Additional image data processing could attempt to correct for scatter radiation, collimator characteristics etc, and assess the performance of such techniques, as physical experimentation was increasingly replaced by computer simulations [7]. In clinical image processing applications, techniques were developed to define regions of interest automatically, and compare selected regions or whole images with standard image templates. However, while much work has been done on automated pattern recognition, these techniques are still usually seen as a support to a human reporter.

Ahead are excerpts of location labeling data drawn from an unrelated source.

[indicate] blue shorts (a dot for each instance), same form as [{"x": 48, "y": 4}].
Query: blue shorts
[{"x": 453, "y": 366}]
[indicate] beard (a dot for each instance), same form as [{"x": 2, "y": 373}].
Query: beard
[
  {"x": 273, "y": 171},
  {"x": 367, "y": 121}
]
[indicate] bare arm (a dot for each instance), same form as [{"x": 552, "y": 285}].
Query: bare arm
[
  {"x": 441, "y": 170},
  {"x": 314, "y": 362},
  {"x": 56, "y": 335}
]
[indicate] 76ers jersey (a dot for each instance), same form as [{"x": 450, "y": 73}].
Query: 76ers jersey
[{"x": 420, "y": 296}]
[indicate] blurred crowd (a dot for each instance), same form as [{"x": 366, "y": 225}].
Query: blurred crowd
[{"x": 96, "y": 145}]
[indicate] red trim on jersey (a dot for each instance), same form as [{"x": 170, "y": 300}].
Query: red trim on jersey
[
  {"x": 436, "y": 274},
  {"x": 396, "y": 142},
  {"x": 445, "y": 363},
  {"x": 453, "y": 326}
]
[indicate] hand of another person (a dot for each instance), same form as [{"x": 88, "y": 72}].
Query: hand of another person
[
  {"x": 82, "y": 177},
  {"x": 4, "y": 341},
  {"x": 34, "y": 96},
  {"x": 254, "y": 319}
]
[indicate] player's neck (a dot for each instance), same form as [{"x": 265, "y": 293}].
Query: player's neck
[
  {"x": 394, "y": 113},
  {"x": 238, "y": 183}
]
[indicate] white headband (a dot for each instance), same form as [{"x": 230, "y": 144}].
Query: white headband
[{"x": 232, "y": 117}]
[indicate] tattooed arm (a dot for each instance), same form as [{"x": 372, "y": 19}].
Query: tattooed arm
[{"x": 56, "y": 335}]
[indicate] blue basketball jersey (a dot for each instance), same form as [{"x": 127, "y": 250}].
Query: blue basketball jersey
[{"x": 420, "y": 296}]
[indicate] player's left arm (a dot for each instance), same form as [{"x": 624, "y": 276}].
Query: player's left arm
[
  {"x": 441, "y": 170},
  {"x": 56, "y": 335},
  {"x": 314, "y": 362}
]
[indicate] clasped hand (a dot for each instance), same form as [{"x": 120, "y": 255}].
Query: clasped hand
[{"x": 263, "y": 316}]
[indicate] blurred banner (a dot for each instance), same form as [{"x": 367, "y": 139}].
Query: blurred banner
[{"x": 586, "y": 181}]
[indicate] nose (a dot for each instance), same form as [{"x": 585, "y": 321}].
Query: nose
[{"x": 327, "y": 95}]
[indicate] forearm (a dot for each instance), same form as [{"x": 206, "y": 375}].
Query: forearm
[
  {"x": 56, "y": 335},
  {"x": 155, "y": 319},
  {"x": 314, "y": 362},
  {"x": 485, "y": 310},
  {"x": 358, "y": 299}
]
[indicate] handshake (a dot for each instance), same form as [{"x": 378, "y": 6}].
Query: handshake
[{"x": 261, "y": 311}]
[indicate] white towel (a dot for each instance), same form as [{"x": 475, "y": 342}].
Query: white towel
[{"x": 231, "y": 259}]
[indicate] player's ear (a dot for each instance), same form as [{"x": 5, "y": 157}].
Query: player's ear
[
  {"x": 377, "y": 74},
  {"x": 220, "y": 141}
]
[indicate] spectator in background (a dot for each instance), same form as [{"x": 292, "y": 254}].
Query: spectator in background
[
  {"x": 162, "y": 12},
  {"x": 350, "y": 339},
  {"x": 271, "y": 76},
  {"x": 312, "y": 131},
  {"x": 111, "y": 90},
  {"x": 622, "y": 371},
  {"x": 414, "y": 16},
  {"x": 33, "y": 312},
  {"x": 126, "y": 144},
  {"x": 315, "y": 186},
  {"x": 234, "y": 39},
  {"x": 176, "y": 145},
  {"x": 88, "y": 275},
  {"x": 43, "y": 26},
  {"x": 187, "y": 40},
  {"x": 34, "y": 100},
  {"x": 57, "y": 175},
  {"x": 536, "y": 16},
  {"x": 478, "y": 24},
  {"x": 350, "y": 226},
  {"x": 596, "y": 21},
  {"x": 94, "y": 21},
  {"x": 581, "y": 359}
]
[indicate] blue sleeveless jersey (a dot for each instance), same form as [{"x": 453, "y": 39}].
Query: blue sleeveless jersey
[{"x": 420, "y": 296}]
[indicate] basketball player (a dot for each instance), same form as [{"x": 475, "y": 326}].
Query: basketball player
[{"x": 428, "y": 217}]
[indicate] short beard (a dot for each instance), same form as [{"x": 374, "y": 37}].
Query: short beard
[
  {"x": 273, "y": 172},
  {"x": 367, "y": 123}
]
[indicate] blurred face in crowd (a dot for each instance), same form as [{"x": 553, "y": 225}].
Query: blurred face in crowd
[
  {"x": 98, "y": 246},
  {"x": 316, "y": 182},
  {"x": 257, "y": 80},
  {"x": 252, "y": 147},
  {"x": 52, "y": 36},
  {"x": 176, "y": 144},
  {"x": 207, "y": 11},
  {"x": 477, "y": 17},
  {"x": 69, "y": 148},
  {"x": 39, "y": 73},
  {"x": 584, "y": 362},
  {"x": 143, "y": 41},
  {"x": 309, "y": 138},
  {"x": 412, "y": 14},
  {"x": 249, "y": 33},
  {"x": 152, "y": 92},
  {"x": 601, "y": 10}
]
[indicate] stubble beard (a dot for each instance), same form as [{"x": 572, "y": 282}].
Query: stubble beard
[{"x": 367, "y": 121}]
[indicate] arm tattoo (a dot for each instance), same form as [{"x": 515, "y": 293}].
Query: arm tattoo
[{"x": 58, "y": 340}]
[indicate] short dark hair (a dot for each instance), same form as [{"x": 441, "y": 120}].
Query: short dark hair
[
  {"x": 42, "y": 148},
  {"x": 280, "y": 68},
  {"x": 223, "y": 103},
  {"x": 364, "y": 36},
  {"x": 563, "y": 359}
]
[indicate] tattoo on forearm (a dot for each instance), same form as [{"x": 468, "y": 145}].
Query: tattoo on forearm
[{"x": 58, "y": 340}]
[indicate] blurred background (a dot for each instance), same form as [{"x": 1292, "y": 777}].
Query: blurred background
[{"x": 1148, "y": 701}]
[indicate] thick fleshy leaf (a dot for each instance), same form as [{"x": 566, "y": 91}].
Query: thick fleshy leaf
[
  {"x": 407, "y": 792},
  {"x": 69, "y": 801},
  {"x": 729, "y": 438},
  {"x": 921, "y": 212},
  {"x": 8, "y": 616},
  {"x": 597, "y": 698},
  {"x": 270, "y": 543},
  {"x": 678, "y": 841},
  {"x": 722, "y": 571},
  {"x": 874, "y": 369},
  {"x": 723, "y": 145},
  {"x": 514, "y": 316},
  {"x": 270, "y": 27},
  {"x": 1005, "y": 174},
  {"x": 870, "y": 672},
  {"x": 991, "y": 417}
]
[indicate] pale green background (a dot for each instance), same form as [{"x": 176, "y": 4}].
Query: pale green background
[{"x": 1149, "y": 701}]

A clinical application of SPECT which has had a large impact is myocardial perfusion imaging, which brought closer involvement of cardiologists in nuclear medicine practice. The addition of ECG-gated SPECT brought a new, graphic dimension [8] which I think helped to sustain interest and helped to make SPECT a standard technique in most nuclear medicine services. In other clinical areas, cerebral perfusion and nigrostriatal SPECT extended clinical interest into the area of neuropsychiatry.

For clinical nuclear medicine, developments in the 2000s decade included the introduction of systems giving more integration of nuclear medicine in diagnostic imaging. One important area was the integration of tomographic image data ( PET or SPECT) with structural imaging – initially CT and later also MRI, initially by computer techniques for co-registration of the images of structure and function, and later by integration of both functional and anatomical tomographic scanners: PET-CT, SPECT-CT and PET-MR. Another area of integration was PACS (picture archiving computer systems) which used common image data formats, or automated conversion between formats, and enabled digital images (now including all radiographic modalities, in addition to nuclear medicine) to be rapidly available across clinical data networks. Here there has been further integration, so the imaging specialist reporting on scans can now use a computer terminal and large display screens to review all relevant images, whatever the modality, and laboratory data, to dictate a report, using speech recognition software so that the text will be immediately available to clinicians.